How to detect pdfs without text layer in Finder (perhaps OT)

Hi all,

I am unsure if this is on topic or not but here goes: I have lots of pdfs that I collect in a dedicated folder in the Finder. Depending on whether or not this pdf has a text layer or not, I will proceed differently: import into reference managing program (sente) directly or OCR first. Importing pdfs without text layer is possible, however, my workflow heavily depends on my references being searchable, hence I would like to avoid importing pdfs without text layer.
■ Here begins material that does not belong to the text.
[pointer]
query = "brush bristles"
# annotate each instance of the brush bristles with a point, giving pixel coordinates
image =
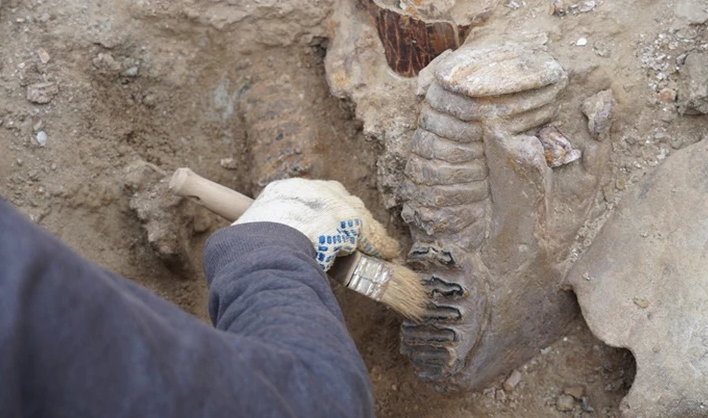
(406, 294)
Can any of you think of a way to do automate this decision and perhaps have pdfs with/without text layer into different subfolders in Finder? I have tried but unsuccessfully so far.

Many thanks

PS: Eventually, the renamed pdfs for which I have al the bibiographical information will be indexed by Devonthink Pro which also knows whether the pdf has a text layer. For various reasons I would like to tackle this problem earlier in my workflow, namely, prior to indexing by DTP.

The only ideas coming to my mind were Preview (not scriptable) and Image Events scripting (doesn’t return the desired property). Therefore it’s probably impossible without third-party solutions.

thanks for your judgment albeit pessimistic. At least I haven’t overlooked something glaringly obvious.

Can you think of any solution (Apple script, third party program etc) that might return the value I am interested in? The problem is very real for me and a solution might save me a lot of tedious and error prone work.


PS: How does DTP get the info then? It can apparently tell “PDF” from “PDF+Text”

One solution is to let DEVONthink Pro index the file. Then check if the “word count” property is >0 and finally delete the record again.